Tandis que le nombre d’attaques informatiques en tous genres ne cesse de croître, les experts misent sur l’automatisation et l’intelligence artificielle pour faire face à la menace alors que le nombre d’analystes reste insuffisant. Une tendance de fond dans la cybersécurité.

Le Cyber Grand Challenge organisé en 2016 qui a vu des IA s’affronter en attaque et en défense reste encore du domaine de la recherche : aucune entreprise n’est prête à laisser les clés de sa cybersécurité à une IA et aucun éditeur n’ose encore prétendre savoir le faire.

Le chiffre semble incroyable et pourtant il se confirme année après année. Selon la dernière édition de l’étude du Ponemon Institute sur le coût des fuites de données, il faut en moyenne 197 jours à une entreprise pour se rendre compte qu’elle est victime d’une fuite de données, et 69 jours pour colmater la brèche ! C’est bien plus de temps qu’il n’en faut pour qu’un pirate siphonne toutes les données disponibles et les mette en vente sur le Darknet. Il est bien évidemment possible de muscler la protection des données en mettant en place des outils de DLP (Data Loss Prevention), de PAM (Privileged Access Management) pour s’assurer qu’un pirate ou un collaborateur peu scrupuleux n’utilise pas un compte de l’entreprise pour exfiltrer des données, ou encore mettre en place un SIEM pour mieux exploiter les logs d’activité des serveurs et équipements réseau.
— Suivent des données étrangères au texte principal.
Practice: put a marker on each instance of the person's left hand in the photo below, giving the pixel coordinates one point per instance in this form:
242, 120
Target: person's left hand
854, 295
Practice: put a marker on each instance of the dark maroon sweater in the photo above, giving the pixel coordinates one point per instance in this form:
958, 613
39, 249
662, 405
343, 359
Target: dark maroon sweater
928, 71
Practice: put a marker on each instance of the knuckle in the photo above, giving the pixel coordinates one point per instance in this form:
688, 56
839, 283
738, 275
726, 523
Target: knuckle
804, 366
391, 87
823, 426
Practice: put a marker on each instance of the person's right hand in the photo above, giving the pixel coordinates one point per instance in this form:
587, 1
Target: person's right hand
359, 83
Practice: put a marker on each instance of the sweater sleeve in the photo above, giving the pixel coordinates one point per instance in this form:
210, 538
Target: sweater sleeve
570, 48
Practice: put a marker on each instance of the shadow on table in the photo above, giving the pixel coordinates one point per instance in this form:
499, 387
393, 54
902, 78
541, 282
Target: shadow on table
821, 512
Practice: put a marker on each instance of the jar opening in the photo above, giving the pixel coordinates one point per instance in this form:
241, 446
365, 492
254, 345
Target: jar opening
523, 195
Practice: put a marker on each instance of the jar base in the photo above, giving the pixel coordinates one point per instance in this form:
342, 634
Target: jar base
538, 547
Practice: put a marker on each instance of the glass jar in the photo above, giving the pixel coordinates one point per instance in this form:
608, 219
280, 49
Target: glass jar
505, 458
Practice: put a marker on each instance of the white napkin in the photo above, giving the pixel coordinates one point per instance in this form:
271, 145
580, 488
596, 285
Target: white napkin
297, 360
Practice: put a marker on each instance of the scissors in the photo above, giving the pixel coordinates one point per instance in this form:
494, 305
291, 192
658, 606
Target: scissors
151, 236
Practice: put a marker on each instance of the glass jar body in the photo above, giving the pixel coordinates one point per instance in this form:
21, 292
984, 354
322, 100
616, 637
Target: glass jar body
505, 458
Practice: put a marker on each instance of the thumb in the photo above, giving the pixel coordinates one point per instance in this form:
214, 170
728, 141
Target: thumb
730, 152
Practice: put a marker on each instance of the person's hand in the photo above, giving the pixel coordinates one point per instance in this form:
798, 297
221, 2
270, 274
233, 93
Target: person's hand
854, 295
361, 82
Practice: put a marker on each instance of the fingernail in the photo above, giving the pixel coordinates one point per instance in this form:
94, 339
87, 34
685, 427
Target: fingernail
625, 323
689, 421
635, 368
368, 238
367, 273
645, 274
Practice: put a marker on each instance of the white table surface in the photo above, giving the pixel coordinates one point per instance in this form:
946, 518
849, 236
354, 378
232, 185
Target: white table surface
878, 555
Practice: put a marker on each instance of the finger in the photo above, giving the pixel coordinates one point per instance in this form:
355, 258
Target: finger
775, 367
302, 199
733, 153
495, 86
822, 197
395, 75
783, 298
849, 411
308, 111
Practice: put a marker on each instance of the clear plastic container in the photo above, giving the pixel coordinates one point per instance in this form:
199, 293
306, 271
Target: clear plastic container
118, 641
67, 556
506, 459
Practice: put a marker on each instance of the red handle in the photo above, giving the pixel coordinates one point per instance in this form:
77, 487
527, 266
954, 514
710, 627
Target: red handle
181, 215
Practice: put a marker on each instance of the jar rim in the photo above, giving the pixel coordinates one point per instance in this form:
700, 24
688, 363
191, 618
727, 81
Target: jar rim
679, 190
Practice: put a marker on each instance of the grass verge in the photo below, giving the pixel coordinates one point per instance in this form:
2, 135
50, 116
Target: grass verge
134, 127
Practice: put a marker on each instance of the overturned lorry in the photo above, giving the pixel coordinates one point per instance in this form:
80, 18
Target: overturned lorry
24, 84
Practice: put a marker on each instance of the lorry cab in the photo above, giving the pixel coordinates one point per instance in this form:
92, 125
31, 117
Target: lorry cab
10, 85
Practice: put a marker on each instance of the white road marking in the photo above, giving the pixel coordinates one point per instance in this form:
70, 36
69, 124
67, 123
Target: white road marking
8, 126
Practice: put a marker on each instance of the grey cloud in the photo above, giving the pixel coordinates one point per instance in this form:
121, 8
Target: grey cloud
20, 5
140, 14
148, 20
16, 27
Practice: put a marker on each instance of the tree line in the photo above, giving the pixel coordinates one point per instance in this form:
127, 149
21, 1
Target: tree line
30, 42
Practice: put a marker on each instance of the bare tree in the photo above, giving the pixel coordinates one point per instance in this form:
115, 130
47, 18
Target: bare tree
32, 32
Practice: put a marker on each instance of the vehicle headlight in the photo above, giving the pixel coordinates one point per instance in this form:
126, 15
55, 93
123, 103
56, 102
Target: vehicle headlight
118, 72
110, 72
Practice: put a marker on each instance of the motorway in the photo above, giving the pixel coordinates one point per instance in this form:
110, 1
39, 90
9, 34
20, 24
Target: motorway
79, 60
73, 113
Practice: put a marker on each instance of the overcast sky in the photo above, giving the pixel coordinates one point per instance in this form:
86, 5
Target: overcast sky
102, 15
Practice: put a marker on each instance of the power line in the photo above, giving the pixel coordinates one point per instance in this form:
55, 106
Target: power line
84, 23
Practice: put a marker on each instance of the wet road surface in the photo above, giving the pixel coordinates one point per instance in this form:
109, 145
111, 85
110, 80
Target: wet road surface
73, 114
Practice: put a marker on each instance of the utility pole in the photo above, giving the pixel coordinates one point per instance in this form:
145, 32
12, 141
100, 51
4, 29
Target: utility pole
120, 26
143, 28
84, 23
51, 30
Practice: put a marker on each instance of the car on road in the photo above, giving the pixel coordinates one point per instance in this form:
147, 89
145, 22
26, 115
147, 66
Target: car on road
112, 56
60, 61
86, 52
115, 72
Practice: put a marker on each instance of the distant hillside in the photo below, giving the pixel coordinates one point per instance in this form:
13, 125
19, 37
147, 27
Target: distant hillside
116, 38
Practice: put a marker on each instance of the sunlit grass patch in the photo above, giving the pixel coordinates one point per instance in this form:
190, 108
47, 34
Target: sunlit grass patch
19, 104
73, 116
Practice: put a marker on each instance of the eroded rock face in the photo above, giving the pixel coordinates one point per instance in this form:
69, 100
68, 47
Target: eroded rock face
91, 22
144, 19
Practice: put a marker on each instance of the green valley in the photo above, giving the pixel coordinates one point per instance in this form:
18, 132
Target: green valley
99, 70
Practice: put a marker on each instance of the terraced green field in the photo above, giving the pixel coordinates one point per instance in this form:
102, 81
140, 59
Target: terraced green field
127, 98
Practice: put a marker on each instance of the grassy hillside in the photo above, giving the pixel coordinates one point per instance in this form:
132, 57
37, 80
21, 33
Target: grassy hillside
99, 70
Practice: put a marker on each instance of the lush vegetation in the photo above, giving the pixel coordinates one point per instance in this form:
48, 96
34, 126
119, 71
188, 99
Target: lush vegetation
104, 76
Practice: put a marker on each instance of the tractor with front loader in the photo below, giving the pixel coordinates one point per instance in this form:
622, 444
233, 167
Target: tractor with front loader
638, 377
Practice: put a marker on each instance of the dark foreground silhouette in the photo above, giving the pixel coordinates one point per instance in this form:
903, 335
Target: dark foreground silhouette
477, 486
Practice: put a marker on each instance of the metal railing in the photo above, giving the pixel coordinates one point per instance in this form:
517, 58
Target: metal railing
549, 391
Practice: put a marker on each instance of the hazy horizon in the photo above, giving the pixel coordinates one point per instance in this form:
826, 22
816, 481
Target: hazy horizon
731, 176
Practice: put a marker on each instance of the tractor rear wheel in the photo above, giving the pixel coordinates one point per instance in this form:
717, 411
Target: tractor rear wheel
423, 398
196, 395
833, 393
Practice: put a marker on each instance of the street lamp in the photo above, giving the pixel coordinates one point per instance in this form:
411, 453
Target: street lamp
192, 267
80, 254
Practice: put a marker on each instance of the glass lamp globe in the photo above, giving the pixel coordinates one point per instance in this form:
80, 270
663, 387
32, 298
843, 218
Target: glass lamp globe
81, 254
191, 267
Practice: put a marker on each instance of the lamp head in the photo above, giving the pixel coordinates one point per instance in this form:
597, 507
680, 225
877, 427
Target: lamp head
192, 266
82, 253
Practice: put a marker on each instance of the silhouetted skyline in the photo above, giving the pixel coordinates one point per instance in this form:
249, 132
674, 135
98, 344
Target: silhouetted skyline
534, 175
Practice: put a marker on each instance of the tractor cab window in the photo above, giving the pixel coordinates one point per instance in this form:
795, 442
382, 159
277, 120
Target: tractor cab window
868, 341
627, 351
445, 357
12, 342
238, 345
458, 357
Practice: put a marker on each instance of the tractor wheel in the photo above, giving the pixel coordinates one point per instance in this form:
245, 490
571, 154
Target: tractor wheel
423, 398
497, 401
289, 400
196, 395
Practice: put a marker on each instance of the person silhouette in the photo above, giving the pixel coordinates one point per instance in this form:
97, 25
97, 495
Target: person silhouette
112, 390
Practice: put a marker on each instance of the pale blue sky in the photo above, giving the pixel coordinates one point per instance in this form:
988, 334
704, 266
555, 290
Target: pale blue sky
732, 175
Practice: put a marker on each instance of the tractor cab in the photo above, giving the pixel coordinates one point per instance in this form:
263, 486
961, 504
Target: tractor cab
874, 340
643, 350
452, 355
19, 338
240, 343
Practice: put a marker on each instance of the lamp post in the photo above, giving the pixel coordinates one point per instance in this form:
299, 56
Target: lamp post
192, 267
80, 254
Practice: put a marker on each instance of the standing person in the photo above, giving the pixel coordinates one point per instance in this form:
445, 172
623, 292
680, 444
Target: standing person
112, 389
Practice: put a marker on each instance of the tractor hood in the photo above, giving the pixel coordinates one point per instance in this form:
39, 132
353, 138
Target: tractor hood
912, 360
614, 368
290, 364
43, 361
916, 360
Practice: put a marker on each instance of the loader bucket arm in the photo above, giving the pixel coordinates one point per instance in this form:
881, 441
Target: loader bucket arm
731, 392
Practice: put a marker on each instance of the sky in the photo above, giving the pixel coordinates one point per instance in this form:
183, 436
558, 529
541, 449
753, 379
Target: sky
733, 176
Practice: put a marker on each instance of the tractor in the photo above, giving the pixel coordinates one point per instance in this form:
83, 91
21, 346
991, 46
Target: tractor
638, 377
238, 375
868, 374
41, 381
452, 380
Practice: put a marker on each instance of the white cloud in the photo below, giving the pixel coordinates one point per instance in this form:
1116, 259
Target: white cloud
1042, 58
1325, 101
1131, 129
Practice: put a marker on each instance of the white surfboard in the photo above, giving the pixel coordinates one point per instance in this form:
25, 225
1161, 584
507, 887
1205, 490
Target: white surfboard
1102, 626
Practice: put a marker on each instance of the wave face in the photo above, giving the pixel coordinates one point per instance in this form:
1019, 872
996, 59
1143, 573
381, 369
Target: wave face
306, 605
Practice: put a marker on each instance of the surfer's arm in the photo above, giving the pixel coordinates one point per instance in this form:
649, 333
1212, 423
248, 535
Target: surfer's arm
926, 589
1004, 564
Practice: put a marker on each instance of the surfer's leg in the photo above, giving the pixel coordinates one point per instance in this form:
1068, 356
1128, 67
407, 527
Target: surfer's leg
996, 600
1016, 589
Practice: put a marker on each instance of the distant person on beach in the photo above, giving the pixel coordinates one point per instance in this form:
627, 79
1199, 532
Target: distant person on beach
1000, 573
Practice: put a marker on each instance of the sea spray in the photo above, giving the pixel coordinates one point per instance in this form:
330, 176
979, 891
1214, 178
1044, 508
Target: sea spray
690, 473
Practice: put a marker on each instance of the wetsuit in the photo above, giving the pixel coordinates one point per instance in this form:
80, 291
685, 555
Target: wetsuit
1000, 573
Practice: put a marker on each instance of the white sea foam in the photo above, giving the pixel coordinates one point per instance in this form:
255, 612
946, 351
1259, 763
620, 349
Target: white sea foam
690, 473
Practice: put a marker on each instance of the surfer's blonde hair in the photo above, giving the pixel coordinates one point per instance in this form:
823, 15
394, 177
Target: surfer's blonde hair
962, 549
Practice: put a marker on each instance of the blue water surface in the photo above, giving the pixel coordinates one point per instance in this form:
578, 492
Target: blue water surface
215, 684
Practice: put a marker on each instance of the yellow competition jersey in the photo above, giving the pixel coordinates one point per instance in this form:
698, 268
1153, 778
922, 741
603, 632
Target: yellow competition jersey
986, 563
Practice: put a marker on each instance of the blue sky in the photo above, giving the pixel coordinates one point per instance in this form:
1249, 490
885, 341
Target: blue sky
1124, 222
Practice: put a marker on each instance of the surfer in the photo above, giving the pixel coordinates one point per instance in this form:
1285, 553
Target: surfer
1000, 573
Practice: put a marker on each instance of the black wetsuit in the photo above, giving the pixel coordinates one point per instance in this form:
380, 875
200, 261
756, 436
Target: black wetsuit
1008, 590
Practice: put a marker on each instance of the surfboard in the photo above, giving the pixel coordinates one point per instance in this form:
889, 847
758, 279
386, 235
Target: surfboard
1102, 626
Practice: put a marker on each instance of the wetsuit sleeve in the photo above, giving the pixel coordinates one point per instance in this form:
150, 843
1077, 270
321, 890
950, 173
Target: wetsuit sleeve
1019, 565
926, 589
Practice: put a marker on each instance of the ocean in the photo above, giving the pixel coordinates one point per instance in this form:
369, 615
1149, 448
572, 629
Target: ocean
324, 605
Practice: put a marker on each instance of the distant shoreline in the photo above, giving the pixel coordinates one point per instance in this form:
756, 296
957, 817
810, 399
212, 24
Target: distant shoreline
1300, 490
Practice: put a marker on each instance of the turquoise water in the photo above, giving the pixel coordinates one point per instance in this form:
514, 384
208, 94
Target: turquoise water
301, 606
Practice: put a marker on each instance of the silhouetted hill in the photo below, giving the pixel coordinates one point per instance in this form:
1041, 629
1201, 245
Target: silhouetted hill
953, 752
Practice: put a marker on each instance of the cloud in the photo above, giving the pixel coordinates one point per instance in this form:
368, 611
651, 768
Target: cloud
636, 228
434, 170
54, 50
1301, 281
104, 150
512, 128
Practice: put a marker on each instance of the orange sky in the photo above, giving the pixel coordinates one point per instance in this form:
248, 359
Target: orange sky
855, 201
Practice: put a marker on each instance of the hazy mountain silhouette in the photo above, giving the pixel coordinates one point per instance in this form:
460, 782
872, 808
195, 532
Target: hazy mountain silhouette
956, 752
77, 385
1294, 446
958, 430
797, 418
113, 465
La limite numéro un de cette approche, c’est à la fois le traitement de la masse d’informations que l’ensemble des briques de sécurité, les serveurs et les postes clients vont générer chaque jour, mais aussi le manque de ressources humaines requises pour traiter et exploiter efficacement ces données. Bon nombre de déploiements d’IPS/ IDS (Intrusion Detection Systems / Intrusion Prevention Systems) dans les années 2000 ont été des échecs du fait de l’avalanche d’alertes générées par ces boîtiers, qu’il s’agisse d’alertes avérées ou de faux positifs, une masse d’informations dont plus personne ne pouvait tenir compte.

Avec le SIEM (Security Information and Event Management), les analystes de sécurité ont pu disposer d’un système capable de centraliser des masses de données considérables et si les solutions les plus modernes offrent des outils de data visualization performants, les masses d’événements et d’alertes générées poussent les analystes à se concentrer sur les alertes prioritaires, et probablement à négliger les signaux faibles qui pourraient trahir une APT (Advanced Persistent Threat), une attaque latente visant spécifiquement l’entreprise.

 

Si les SIEM modernes offrent des outils de manipulation et de visualisation de données efficaces, les analystes en cybersécurité sont confrontés chaque jour à un déluge d’informations à traiter.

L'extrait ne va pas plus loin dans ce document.